English/Colonial Influence • These were usually simple, small and eventually grew larger by additions. • Cape Cod- small, symmetrical, 1 ½ story. • Gable roof • Central entrance & chimney • Several fireplaces • shutters
English/Colonial Influence • Salt Box- type of Cape Cod. • Term comes from the shape of the boxes that were used to store salt at the time. • Lean-to section to the back. • 2-2 ½ stories tall • Steep gable roof, extended to floor in the rear. • Large central chimney • Large windows with small panes
English/Colonial Influence • Garrison- named for it’s early garrisons, or forts. • Overhanging second story- this allows extra space without widening the foundation. • Symmetrical design • Steep gable roof • Windows with small panes
English Influence • Georgian • Simple exterior lines • Windows with small panes • Gable OR Hip roof-sloping ends and sides. Sometimes topped by a flat area with a balustrade- railing. • Tall chimneys at each end of roof. • Ornamentation under the eaves.
Federal Style Housing • Boxlike shape • At least 2 stories tall • Symmetrical • Flat roof surrounded by a balustrade. • Sometimes has a portico- an open space covered with a roof that is supported by columns. • Pediments- decorations that are usually found over the porticoes, windows, or doors. • Segmental or Triangular
Greek Influence • Greek Revival • 2 story portico that is supported by Greek columns and has a large triangular pediment. • Usually large in size • Many government buildings are designed in Greek Revival.
Southern Colonial Influence • Southern Colonial is similar to Greek Revival. • Large, 2-3 story. • Symmetrical • 2 story columns extend across entire front. • Hip or Gable roof. • Often include dormers, shutters, and belvedere-small room on the roof used as a lookout.
Victorian Homes • Victorian houses are named after Queen Victoria of England. • Decorative Trim • High porches • Gable roofs • Tall windows • High ceilings • Turret-small tower • Gingerbread- the extensive decoration on these homes
Modern Houses • Styles developed in the 20th century. • These are relatively new compared to other styles but may have influences from the past. • Bungalow • One story • Low pitched roof • Shingled roof extending beyond the walls • Sometimes a covered porch that is enclosed. • Wood or brick • Windows are set high so furniture can be placed underneath.
Prairie Style • Orgin: Designed by Frank Lloyd Wright. • It’s interior space visually flows outdoors through porches, terraces, and windows. • Designed to blend with natural surroundings.
Modern • Ranch; • One-story structure • Often has basement • Low-pitched roof with wide overhang. • Usually made of building materials with energy saving features. • Usually expensive to build because the amount of land it takes up. • Origin: USA; West
Types of Ranch Houses • Hillside Ranch- built on a hill. • Part of the basement is exposed. • Raised Ranch- split entry. • Top part of the basement is above ground. • This allows light to enter the basement.
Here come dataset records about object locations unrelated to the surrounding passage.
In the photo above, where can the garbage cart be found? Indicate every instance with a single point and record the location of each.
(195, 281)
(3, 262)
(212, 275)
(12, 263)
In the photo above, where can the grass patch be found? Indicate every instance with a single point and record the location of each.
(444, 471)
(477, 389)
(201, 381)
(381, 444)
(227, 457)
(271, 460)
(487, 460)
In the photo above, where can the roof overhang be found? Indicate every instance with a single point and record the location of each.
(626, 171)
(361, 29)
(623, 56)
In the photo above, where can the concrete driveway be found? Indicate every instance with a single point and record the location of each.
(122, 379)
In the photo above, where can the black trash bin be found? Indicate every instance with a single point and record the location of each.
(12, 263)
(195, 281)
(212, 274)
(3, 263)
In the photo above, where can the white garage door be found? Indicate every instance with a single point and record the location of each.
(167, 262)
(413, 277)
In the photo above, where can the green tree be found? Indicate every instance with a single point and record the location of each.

Modern • Split-level- 3 or 4 levels. • Usually built on sloping lots. • Good for splitting us different areas in the house. Ex. Social, quiet, and service areas. • Not convenient for people with special needs.
Contemporary House • These are the “latest” designs. • Sometimes controversial. • Architectural styles are not traditional. • Unique designs that differ greatly from house to house.
Solar Housing • Active solar heating systems- panels installed in the roof of the building to capture the sun’s energy. Fans move the heated air to areas needed. • Passive solar heating areas- no working parts. They include a design that maximizes use of sun for heating. • Dark colored walls may be used to absorb heat and transfer inside.
Contemporary • Earth-sheltered housing- partially covered with soil. • Energy efficient because the soil is a natural insulation that protects the house. • Some are partly underground or into a hill. • Some use part solar energy also.